Seminar ini juga berfungsi sebagai platform kolaborasi untuk mendiskusikan solusi paling tepat dalam memitigasi konsekuensi negatif dari ujaran kebencian dan disinformasi.
Duta Besar UE, Vincent Guérend dan Direktur Jenderal Kerjasama Multilateral Kementerian Luar Negeri, Febrian Alphyanto Ruddyard membuka seminar ini.
Penyelenggaraan seminar ini disepakati dalam sesi ke-7 dari Dialog Hak Asasi Manusia antara Indonesia dan Uni Eropa (7th session of the Indonesia European Union Human Rights Dialogue) pada 1 Februari 2018 lalu.
Dialog ini diselenggarakan setiap tahun dalam kerangka kerja Perjanjian Kemitraan dan Kerjasama antara Indonesia dan UE, di mana penghormatan terhadap prinsip-prinsip demokrasi dan dasar-dasar hak asasi manusia diabadikan.
“…Facebook, Google, Microsoft, Twitter dan UE menandatangani kode etik dalam merespon ujaran kebencian, dan menyusun panduan komunitas yang melarang promosi bagi tindak kekerasan dan kebencian.”

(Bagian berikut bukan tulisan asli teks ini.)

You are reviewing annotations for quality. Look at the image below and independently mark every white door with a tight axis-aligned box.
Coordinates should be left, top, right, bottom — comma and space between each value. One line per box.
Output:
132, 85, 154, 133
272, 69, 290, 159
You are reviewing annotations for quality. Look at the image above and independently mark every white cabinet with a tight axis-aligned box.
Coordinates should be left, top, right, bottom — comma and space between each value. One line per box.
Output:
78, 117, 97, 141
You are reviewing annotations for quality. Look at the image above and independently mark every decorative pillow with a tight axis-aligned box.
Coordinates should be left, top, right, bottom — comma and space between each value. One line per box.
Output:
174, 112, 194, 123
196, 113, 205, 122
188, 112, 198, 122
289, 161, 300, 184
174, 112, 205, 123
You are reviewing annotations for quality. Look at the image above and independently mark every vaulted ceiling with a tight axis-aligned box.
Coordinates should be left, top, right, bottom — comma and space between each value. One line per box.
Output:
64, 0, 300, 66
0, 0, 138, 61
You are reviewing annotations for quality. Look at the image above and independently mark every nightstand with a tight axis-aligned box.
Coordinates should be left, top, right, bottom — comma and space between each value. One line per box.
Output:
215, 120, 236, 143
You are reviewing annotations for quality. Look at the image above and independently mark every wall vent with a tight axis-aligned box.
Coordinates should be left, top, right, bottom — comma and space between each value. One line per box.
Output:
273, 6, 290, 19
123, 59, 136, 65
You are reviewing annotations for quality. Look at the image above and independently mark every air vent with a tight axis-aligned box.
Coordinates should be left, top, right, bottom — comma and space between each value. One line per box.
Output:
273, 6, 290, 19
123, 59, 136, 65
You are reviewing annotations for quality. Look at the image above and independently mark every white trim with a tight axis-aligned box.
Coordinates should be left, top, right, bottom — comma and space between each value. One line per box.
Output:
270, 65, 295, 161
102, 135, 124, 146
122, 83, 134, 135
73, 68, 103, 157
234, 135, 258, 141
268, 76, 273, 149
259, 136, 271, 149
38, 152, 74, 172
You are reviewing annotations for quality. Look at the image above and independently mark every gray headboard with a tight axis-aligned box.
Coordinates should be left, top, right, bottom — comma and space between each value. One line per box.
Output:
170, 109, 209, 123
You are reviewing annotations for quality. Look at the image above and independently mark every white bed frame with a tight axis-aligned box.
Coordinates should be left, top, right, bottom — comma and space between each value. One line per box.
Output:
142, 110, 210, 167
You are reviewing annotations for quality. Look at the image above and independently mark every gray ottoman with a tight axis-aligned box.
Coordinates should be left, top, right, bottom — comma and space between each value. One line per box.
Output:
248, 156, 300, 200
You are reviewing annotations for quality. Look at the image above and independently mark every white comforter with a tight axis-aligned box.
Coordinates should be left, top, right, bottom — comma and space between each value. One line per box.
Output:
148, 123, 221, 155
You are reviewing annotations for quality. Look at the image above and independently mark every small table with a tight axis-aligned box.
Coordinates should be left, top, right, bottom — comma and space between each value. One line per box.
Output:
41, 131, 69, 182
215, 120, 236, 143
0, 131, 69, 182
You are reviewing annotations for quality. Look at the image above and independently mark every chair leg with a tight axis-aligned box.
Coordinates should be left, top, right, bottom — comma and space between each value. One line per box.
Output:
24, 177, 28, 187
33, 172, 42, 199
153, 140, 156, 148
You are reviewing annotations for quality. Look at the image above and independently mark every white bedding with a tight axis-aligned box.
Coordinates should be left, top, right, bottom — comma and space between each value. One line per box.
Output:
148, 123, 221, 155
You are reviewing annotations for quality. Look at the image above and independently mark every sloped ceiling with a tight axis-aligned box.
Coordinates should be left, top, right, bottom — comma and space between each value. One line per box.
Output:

UE memiliki seperangkat peraturan dan prinsip yang komprehensif dan aplikatif, yang mengatur kegiatan komunikasi dan konten informasi – baik online maupun offline.
Di samping itu, UE telah bekerjasama dengan perusahaan-perusahaan media sosial untuk menangkal ujaran kebencian. Pada Mei 2016, Facebook, Google, Microsoft, Twitter dan UE menandatangani Kode Etik dalam Merespon Ujaran Kebencian Ilegal Online (Code of Conduct on Countering Illegal Hate Speech Online), serta menyusun panduan komunitas yang melarang promosi atau dorongan bagi tindak kekerasan dan kebencian.
Pada Januari 2018, Komisi Eropa membentuk sebuah kelompok yang terdiri dari pakar tingkat tinggi (high-level group of experts), untuk dapat memberi masukan terhadap berbagai inisiatif kebijakan dalam menangkal berita bohong dan disinformasi yang disebarluaskan secara online. Kelompok ini merekomendasikan pendekatan multi-dimensi berdasarkan sejumlah respon yang saling terkait dan saling memperkuat.